The SVD of Convolutional Weights: A CNN Interpretability Framework
This work provides a new interpretability framework for CNNs, addressing the need to understand model reasoning in image classification, though it appears incremental as it extends SVD methods from fully connected to convolutional layers.
The authors tackled the problem of interpreting convolutional neural networks by defining a singular value decomposition for convolutional weight tensors, which reveals correlations between filters and identifies important features using singular vectors, and they validated this approach with random matrix theory and introduced the DeepDataProfiler library for analysis.
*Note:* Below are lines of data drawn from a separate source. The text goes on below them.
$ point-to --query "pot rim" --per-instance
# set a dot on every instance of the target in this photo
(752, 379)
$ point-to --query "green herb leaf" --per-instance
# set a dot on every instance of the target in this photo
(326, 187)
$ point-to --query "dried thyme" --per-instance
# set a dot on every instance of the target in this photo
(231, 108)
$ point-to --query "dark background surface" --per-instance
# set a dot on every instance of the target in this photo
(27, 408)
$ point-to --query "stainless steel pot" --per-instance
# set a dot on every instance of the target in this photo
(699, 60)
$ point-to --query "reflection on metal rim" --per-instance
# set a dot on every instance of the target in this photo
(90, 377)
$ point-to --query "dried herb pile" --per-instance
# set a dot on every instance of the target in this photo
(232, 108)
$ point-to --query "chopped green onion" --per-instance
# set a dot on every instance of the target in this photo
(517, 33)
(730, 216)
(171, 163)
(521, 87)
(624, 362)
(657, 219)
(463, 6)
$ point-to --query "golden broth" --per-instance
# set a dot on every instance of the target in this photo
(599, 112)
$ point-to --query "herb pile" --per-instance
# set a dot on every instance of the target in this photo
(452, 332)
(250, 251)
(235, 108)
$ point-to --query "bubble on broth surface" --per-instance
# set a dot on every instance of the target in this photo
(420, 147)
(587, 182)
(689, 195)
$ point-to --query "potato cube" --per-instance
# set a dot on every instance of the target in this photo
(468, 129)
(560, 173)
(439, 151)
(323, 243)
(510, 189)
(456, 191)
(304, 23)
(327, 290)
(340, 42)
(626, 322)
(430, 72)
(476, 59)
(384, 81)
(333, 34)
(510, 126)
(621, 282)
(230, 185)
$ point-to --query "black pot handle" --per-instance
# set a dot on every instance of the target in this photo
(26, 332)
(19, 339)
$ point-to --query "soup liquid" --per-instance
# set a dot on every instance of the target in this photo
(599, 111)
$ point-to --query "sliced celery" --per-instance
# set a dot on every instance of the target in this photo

Deep neural networks used for image classification often use convolutional filters to extract distinguishing features before passing them to a linear classifier. Most interpretability literature focuses on providing semantic meaning to convolutional filters to explain a model's reasoning process and confirm its use of relevant information from the input domain. Fully connected layers can be studied by decomposing their weight matrices using a singular value decomposition, in effect studying the correlations between the rows in each matrix to discover the dynamics of the map. In this work we define a singular value decomposition for the weight tensor of a convolutional layer, which provides an analogous understanding of the correlations between filters, exposing the dynamics of the convolutional map. We validate our definition using recent results in random matrix theory. By applying the decomposition across the linear layers of an image classification network we suggest a framework against which interpretability methods might be applied using hypergraphs to model class separation. Rather than looking to the activations to explain the network, we use the singular vectors with the greatest corresponding singular values for each linear layer to identify those features most important to the network. We illustrate our approach with examples and introduce the DeepDataProfiler library, the analysis tool used for this study.